Mayan medicine could not do anything against smallpox imported in the 16th century by Spanish settlers. On the other hand, she already mastered herbal medicine and sophisticated surgical techniques in the 6th century.
If you are reading these lines, it is because you survived December 21, 2012. It is therefore necessary to face the facts, those who predicted the end of the world have obviously not yet unveiled all the secrets of the Mayan calendar. Or rather calendars, because the first inhabitants of southern Mexico, Guatemala and Belize used several calendars in parallel. The one to whom we owe the pre-apocalyptic turmoil of the last few days had cycles of 1,525 years, the last of which ended yesterday. Another was based on the solar year, which the Mayans had estimated to be 365 days with an accuracy worthy of modern astronomy. As for the most sacred of all, still used by certain communities, especially in Guatemala, it is made up of 260 days, or the equivalent of 9 moons, exactly the time of a pregnancy.
The whole Mayan culture is based on this notion of alternating cycles, a guarantee of harmony. Mayan medicine, a surprising mixture of science and religion, is no exception. There is no question of separating the biological from the psychic, the social, the environmental and the cosmic. Our health is the point of perfect balance between who we are and what surrounds us, illness is only the apparent sign of an imbalance. In Chiapas, in the south of Mexico, you will therefore be explained that spreading fertilizers is a lack of respect for the land which, in turn, can cause headaches and stomach pains to those who use them, or even make them infertile. Our Western medicine suspects pesticides of being endocrine disruptors, the symptoms observed are ultimately not so distant …
During the heyday of the Mayan era, between the 6e and the 9e century, medicine was practiced by the religious elite. These priests succeeded one another from father to son and their knowledge was transmitted only within the family. The rediscovery since the 19the Mayan cities (Chichen Itza or Uxmal in Mexico, Tikal in Guatemala …) buried by the forest and forgotten, allowed to bring to light the tools available to these doctors. And they weren’t rudimentary. The Mayans knew how to suture wounds with human hair and reduce fractures. They treated cavities and placed finely crafted dentures in jade and turquoise. Surgery was also performed using obsidian blades. The women gave birth squatting, leaning on their husbands’ knees and assisted by a midwife. These traditional births are still numerous in rural areas.

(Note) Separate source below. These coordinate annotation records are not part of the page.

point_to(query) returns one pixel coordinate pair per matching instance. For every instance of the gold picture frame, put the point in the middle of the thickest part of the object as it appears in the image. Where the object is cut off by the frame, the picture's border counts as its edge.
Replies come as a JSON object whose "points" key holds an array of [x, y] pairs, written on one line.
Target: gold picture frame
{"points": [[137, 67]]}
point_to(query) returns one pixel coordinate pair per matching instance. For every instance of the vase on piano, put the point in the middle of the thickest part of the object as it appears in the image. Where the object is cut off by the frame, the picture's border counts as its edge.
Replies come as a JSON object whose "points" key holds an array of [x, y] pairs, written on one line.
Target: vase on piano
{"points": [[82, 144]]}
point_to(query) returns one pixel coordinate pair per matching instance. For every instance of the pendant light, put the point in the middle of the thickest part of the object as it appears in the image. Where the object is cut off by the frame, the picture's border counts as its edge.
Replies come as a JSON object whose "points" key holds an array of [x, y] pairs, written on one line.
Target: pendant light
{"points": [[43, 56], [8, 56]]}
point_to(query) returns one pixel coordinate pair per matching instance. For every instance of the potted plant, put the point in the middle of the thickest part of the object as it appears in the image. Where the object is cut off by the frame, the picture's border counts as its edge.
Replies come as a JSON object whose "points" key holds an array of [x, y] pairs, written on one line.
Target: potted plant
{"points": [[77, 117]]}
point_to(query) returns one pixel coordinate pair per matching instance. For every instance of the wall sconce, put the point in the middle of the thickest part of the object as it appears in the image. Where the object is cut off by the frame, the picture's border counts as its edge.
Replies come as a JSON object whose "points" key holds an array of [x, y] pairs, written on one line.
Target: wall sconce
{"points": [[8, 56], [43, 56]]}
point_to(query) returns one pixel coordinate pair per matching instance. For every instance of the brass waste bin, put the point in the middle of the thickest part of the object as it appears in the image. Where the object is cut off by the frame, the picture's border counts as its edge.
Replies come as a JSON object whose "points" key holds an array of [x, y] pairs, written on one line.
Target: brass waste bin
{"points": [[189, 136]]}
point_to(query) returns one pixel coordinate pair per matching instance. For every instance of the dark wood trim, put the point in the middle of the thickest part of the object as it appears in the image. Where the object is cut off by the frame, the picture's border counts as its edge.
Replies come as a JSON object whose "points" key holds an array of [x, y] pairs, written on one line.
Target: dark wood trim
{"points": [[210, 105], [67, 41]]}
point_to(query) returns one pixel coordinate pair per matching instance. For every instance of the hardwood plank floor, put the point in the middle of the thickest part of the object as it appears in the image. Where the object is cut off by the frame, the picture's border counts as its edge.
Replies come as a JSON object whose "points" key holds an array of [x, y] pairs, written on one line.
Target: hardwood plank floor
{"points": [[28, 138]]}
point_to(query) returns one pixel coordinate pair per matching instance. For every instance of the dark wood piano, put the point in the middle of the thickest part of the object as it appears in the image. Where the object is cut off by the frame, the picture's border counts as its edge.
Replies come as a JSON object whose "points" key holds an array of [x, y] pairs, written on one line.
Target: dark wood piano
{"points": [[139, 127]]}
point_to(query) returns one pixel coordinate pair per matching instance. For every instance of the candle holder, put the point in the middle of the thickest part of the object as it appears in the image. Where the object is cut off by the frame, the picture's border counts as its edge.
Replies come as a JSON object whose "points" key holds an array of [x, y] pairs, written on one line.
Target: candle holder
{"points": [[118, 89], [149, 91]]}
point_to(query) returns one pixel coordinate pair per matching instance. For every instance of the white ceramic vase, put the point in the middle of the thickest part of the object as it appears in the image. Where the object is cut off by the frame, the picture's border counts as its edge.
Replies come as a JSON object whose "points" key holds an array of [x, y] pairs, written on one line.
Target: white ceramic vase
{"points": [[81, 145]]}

As medicines, the fauna and especially the flora were called upon to concoct remedies that could be ingested, smoked or even applied directly to the skin. Pathologies, foods and plants were divided into two groups: hot and cold. Fevers, diarrhea and nausea, for example, were considered “hot” illnesses. To treat them, it was therefore necessary to use cold plants such as hornwort or red sage and avoid hot foods such as garlic, pepper or ginger. Conversely, a cold illness like cough, constipation, or paralysis was treated with hot plants and cold foods. Many Mayan herbal medicine plants are the source of the active ingredients of our current medicines. Guatemala has integrated Mayan medicine into its public health system, so that medicinal plants can be prescribed in hospitals. But Mayan medicine and its herbal medicine only subsisted in certain indigenous communities. In Mexico and Guatemala, associations such as Omiech and Medicos Descalzos are organizing themselves so that this ancestral medical knowledge does not disappear and that it can be used by local populations in regions where the notion of medical desert is literal.